What others have said about Carto
New York, NY, July 10, 2001 — The Anti-Defamation League, while welcoming the news that one of the most historically influential and active anti-Semitic organizations in the United States must close its doors and cease publication of its weekly anti-Semitic newspaper, cautioned that it is not as big a setback for extremism as it may initially appear. The demise of Liberty Lobby and its anti-Semitic propaganda sheet, The Spotlight, may only serve to strengthen another anti-Semitic group, the Holocaust-denying Institute for Historical Review which has been engaged in a bitter struggle with Liberty Lobby ever since they split in 1993.
While it is always good to witness the demise of an anti-Semitic organization, we are not yet ready to rejoice, said Abraham H. Foxman, ADL National Director.
The organization may be gone but its anti-Semitic founder and mainstay, Willis Carto, is still with us. Mr. Foxman said ADL will continue to
remain vigilant when it comes to Carto and his former cohorts at the Institute for Historical Review.
Liberty Lobby, the anti-Semitic, conspiracy-oriented propaganda machine, which lost a crucial bid for federal bankruptcy protection last month, forcing it to close its doors and stop publishing its weekly newspaper The Spotlight suffered the final blow when its most recent Chapter 11 filing was dismissed by the court. This marks the latest step in the struggle between Liberty Lobby founder Willis A. Carto and his former associates at the Holocaust-denying Institute for Historical Review.
In the aftermath of the bankruptcy, the future of the two organizations remains to be seen. It is possible that Carto will begin publishing The Spotlight again, funded by donations to his Friends of the Liberty Lobby group, although it appears unlikely he could raise sufficient funds in the immediate future. The IHR may be able to enrich itself on funds raised from liquidating Liberty Lobby’s property.

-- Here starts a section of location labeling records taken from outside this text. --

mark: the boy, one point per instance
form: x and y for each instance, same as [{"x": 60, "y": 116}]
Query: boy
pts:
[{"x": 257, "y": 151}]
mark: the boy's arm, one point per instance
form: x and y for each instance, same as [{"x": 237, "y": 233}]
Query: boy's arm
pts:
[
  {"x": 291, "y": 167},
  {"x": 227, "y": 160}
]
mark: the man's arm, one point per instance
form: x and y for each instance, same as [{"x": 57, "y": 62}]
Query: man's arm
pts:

Founded by Willis Carto in 1955, Liberty Lobby became one of the most influential and active anti-Semitic, conspiracy-oriented propaganda organizations in the United States. The Spotlight, which ran its first issue in 1975, had considerable influence on the growth of American militia groups in the 1990s. Liberty Lobby also broadcast a weekly radio program,
Radio Free America, which frequently interviewed hate group leaders and conspiracy theorists. After the split with IHR, Liberty Lobby began publishing The Barnes Review, a bi-monthly magazine devoted to a pseudo-intellectual approach to Holocaust denial.